O alvo do ataque com o hipersónico e ainda pouco conhecido míssil balístico Oreshnik, que surpreendeu tudo e todos em Novembro de 2024 (ver aqui) ao cair sobre um complexo industrial ucraniano, na cidade de Dnipro, foi, desta feita, utilizado para destruir uma infra-estrutura energética estratégica no leste da Ucrânia.

O ataque, que teve lugar na noite de quinta-feira para hoje, sexta-feira, 09, segundo informações disponibilizadas pelo Ministério da Defesa russo, serviu para, como já tinha sido prometido pelos russos, vingar o ataque que os ucranianos fizeram com dezenas de drones à casa de Putin em Novgorod, de 28 para 29 de Dezembro de 2025.

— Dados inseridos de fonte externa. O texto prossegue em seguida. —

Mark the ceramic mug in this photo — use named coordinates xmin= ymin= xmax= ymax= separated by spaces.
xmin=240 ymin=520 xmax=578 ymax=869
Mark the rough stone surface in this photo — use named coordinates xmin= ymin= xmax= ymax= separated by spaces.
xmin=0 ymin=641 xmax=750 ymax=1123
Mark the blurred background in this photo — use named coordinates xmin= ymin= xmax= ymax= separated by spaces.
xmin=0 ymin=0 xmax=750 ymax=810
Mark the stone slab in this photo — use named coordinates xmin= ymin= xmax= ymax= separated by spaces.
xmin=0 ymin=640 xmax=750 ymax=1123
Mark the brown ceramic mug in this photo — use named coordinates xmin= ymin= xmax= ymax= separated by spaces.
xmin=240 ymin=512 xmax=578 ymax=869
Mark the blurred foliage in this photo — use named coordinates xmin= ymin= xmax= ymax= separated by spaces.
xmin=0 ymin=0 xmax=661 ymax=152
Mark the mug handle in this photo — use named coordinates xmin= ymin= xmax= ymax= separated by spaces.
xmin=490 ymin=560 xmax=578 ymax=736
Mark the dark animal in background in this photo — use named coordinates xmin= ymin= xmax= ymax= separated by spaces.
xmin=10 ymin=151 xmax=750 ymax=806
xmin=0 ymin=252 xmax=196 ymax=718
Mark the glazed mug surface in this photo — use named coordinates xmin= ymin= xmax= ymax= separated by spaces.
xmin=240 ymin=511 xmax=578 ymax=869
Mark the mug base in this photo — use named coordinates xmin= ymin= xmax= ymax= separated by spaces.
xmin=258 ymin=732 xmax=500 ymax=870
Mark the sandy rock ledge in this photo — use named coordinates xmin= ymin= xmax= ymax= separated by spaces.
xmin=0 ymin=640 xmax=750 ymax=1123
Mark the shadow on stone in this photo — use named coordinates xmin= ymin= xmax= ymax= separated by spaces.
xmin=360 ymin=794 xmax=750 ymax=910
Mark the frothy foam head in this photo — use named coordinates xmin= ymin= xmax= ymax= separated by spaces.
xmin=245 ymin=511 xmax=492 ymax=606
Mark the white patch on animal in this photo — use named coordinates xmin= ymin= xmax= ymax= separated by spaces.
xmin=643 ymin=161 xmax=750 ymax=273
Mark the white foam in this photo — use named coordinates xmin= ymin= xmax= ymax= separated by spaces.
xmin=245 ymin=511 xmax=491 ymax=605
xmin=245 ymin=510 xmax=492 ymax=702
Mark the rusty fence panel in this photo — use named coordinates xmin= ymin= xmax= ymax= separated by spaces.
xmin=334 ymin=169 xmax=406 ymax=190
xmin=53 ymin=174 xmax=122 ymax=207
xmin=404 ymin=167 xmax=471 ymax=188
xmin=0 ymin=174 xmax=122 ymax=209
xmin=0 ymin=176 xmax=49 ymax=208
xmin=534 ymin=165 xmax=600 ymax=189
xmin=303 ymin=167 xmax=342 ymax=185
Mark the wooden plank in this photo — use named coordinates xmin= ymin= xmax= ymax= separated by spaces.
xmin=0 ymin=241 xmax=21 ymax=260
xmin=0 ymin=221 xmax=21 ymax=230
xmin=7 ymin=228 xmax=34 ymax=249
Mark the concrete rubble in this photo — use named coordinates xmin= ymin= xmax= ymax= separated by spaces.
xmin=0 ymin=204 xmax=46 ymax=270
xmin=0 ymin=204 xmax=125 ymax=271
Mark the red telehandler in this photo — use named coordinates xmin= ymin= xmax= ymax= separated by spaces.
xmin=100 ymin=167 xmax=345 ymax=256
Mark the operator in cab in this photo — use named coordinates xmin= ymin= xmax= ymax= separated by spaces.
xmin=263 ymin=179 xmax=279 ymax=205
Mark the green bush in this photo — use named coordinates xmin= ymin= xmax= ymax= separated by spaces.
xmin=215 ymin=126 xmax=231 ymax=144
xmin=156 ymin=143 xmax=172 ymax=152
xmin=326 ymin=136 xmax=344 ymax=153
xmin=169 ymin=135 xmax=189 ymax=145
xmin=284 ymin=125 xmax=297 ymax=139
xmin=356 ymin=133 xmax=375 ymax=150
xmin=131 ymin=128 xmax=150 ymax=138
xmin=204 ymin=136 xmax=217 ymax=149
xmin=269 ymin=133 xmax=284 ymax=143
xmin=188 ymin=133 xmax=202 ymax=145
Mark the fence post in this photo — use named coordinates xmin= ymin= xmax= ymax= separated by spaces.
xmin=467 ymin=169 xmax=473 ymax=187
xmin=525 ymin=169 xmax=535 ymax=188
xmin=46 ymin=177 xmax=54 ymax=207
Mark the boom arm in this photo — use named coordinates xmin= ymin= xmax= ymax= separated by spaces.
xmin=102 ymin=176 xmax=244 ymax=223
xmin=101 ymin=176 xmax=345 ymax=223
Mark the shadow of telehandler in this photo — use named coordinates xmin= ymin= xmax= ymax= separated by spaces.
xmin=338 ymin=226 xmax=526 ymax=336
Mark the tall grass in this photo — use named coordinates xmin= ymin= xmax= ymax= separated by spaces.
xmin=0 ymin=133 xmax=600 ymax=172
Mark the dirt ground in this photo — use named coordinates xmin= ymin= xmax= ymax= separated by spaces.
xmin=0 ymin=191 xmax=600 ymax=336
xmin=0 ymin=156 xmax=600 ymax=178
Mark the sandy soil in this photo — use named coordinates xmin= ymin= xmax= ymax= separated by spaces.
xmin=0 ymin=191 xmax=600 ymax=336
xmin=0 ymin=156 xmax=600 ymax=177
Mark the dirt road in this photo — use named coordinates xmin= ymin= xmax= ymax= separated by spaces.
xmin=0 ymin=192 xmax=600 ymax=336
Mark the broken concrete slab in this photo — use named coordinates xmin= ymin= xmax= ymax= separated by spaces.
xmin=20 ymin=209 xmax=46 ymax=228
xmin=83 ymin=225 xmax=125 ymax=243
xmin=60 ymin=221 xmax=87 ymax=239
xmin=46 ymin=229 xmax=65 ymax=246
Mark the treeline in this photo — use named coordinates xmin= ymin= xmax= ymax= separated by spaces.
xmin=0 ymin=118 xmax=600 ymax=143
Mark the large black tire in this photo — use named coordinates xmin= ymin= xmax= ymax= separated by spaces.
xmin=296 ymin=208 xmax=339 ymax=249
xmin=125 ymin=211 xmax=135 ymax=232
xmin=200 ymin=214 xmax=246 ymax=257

Apesar de todos os drones, segundo os media russos, usados pelos ucranianos, 91 no total, terem sido destruídos, e de o Presidente russo não estar na sua casa oficial em Valdai, na região de Novgorod, esse momento foi visto como de "extrema gravidade".

E na altura a porta-voz do Ministério dos Negócios Estrangeiros, Maria Zakharova, depois de ter sido o próprio ministro Sergei Lavrov, a dar a notícia do ousado ataque ucraniano, prometera que a resposta não seria diplomática, deixando perceber que Moscovo poderia ir atrás do Presidente ucraniano Volodymyr Zelensky, o que agora não se confirma...

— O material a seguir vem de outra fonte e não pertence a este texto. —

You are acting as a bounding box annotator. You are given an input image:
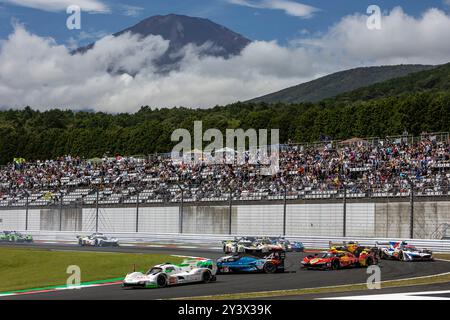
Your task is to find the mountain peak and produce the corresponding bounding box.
[73,14,251,72]
[114,13,251,58]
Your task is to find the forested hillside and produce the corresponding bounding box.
[0,88,450,164]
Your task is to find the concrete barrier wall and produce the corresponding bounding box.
[0,201,450,239]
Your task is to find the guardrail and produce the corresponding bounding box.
[17,231,450,253]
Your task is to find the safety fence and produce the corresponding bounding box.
[0,198,450,239]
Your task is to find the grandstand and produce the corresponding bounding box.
[0,133,450,207]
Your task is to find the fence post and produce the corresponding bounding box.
[228,190,233,234]
[283,185,287,236]
[95,187,99,232]
[409,182,414,239]
[25,193,29,230]
[178,187,184,234]
[59,193,63,231]
[136,192,139,233]
[342,184,347,237]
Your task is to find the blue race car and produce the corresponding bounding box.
[217,251,285,273]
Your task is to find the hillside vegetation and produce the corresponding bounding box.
[250,65,434,103]
[0,64,450,164]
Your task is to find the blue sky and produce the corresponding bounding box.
[0,0,450,112]
[0,0,450,44]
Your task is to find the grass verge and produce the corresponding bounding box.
[0,248,183,292]
[175,272,450,300]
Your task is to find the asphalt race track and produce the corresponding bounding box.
[0,244,450,300]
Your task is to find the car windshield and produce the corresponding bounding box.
[147,267,162,274]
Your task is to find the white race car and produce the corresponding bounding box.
[77,233,119,247]
[122,258,217,288]
[376,241,433,261]
[222,237,284,254]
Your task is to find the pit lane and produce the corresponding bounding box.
[0,244,450,300]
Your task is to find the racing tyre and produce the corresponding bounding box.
[331,260,339,270]
[202,271,212,283]
[263,262,277,273]
[156,274,167,288]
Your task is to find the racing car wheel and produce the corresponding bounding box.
[156,274,167,288]
[202,271,212,283]
[263,262,277,273]
[331,259,340,270]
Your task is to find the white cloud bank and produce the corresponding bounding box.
[0,0,109,13]
[228,0,319,18]
[0,8,450,112]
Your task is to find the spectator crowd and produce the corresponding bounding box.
[0,134,450,203]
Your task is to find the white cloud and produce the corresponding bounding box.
[0,0,109,13]
[228,0,319,18]
[0,8,450,112]
[119,4,144,18]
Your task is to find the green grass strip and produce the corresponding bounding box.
[0,278,124,296]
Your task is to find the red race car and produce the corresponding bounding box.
[301,250,377,270]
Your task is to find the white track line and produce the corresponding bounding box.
[317,290,450,300]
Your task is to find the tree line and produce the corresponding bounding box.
[0,91,450,165]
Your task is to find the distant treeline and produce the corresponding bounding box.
[0,91,450,164]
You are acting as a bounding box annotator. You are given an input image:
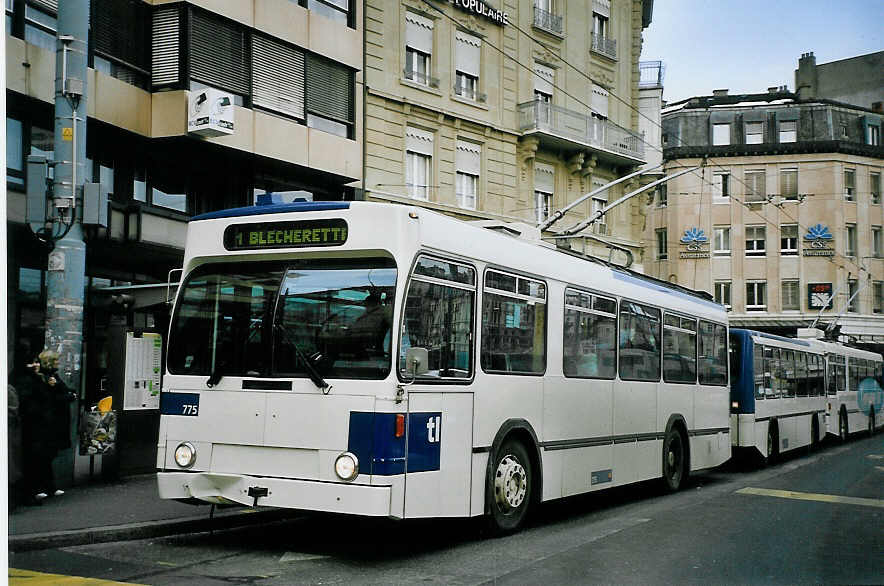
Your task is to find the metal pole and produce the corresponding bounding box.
[45,0,89,395]
[559,167,701,236]
[538,163,663,231]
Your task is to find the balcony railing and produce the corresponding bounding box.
[519,101,645,161]
[402,69,439,88]
[534,6,564,35]
[592,33,617,59]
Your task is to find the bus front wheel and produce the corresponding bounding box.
[663,427,687,492]
[488,439,534,534]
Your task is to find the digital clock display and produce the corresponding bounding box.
[224,219,347,250]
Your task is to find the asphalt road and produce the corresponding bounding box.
[9,434,884,586]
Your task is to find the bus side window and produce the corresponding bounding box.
[399,256,476,379]
[697,321,727,386]
[619,300,660,381]
[562,288,617,379]
[481,270,546,374]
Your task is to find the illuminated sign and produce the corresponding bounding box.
[807,283,832,309]
[224,219,347,250]
[448,0,510,26]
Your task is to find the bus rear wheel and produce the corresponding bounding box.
[488,440,534,535]
[663,428,688,492]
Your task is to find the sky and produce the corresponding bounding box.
[641,0,884,103]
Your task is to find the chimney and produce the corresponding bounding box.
[795,51,817,101]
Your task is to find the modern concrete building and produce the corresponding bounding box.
[645,53,884,343]
[5,0,363,480]
[364,0,653,266]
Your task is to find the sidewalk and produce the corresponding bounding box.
[9,474,297,551]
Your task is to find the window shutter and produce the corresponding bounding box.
[454,31,482,77]
[252,35,304,120]
[455,140,482,175]
[534,163,556,193]
[307,54,355,123]
[91,0,150,69]
[190,10,250,96]
[590,84,608,118]
[405,126,433,157]
[151,6,181,86]
[405,12,433,55]
[534,63,556,96]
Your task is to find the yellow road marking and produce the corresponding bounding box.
[737,487,884,509]
[9,568,140,586]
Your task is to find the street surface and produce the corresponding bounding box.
[9,433,884,586]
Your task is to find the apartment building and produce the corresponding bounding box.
[5,0,363,468]
[645,53,884,344]
[364,0,653,258]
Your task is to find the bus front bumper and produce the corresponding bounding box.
[157,472,391,517]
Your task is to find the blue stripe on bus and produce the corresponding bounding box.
[160,392,200,417]
[190,201,350,222]
[347,411,442,476]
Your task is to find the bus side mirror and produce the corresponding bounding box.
[405,348,429,379]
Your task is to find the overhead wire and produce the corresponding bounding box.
[423,0,868,272]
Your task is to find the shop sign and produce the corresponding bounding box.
[448,0,510,26]
[802,224,835,256]
[678,226,709,258]
[807,283,832,309]
[187,88,234,137]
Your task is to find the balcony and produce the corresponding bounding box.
[534,6,564,36]
[519,101,645,165]
[638,61,665,88]
[591,33,617,59]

Pelo menos se este atasque nocturno, que causou vasta destruição na Ucrânia, foi suficiente para aplacar a vontade de vingança dos russos, embora não tenham sido avançadas quaisquer notas oficiais sobre o encerramento do episódio da resposta ao ataque á casa de Putin.

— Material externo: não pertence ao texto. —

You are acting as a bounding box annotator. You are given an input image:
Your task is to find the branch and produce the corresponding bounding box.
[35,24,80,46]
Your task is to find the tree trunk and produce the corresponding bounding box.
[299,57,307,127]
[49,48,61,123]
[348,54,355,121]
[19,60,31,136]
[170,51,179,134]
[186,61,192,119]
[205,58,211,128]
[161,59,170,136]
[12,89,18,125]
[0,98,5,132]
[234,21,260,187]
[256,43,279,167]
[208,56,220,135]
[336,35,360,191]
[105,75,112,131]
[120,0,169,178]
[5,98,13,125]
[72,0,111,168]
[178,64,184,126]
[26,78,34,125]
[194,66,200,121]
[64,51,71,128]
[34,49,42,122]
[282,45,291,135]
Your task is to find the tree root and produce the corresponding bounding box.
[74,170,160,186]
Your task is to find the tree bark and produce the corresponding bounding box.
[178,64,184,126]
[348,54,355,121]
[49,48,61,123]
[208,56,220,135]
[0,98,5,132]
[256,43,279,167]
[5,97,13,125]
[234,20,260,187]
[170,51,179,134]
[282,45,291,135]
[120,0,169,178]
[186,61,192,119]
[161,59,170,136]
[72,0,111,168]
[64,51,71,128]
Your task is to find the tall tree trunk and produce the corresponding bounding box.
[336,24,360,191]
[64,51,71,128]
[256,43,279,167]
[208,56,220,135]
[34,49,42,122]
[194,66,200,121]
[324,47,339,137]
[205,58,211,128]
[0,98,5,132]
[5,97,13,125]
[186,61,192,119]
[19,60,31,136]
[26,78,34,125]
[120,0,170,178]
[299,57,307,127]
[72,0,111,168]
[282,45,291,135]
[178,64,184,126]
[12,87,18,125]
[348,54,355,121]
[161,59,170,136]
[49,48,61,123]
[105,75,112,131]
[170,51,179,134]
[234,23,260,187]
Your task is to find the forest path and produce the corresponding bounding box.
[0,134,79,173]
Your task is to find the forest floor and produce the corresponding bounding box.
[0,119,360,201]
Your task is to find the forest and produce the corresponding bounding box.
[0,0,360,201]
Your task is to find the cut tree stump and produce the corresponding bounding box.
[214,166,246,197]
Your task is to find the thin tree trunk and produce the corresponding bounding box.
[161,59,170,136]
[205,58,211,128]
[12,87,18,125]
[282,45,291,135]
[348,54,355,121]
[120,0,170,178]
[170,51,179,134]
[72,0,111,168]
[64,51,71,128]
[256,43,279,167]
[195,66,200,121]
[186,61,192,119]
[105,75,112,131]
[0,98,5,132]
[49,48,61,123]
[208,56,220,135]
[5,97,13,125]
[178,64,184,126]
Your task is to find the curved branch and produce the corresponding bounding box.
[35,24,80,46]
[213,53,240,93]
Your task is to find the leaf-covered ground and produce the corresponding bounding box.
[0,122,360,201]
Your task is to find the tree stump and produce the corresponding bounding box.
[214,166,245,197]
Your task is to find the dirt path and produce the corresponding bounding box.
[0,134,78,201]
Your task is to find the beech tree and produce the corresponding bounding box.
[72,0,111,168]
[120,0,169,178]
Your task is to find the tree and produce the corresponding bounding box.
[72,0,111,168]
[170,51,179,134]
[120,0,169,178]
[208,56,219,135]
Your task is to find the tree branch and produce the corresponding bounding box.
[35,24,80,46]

Todavia, alguns analistas apontam para que este ataque com o Oreshnik seja antes uma monstração de força dos russos para os Estados Unidos verem, depois do assalto a um petroleiro com bandeira russa no Atlântico Norte, que se dirigia para a Rússia oriundo da Venezuela.

Ao mesmo tempo, o Kremlin dá novas provas da eficácia deste míssil balístico hipersónico, que pode transportar ogivas nucleares ou convencionais, depois de os media ocidentais, ao longo de 2025, terem feito repetidas referências sobre não existir de todo ou ser, afinal, ineficaz.

Porém, o míssil Oreshnik, que voa a mais de 15 mil kms/h, terá sido responsável pela destruição do maior depósito de gás natural na Ucrânia, na região de Lviv, com capacidade para mais de 50% da capacidade total de armazenamento na Ucrânia, e onde se pensa que está(va) boa parte das reservas europeias, devido à especial qualidade do reservatório, em grande profundidade e inatingível para armas convencionais.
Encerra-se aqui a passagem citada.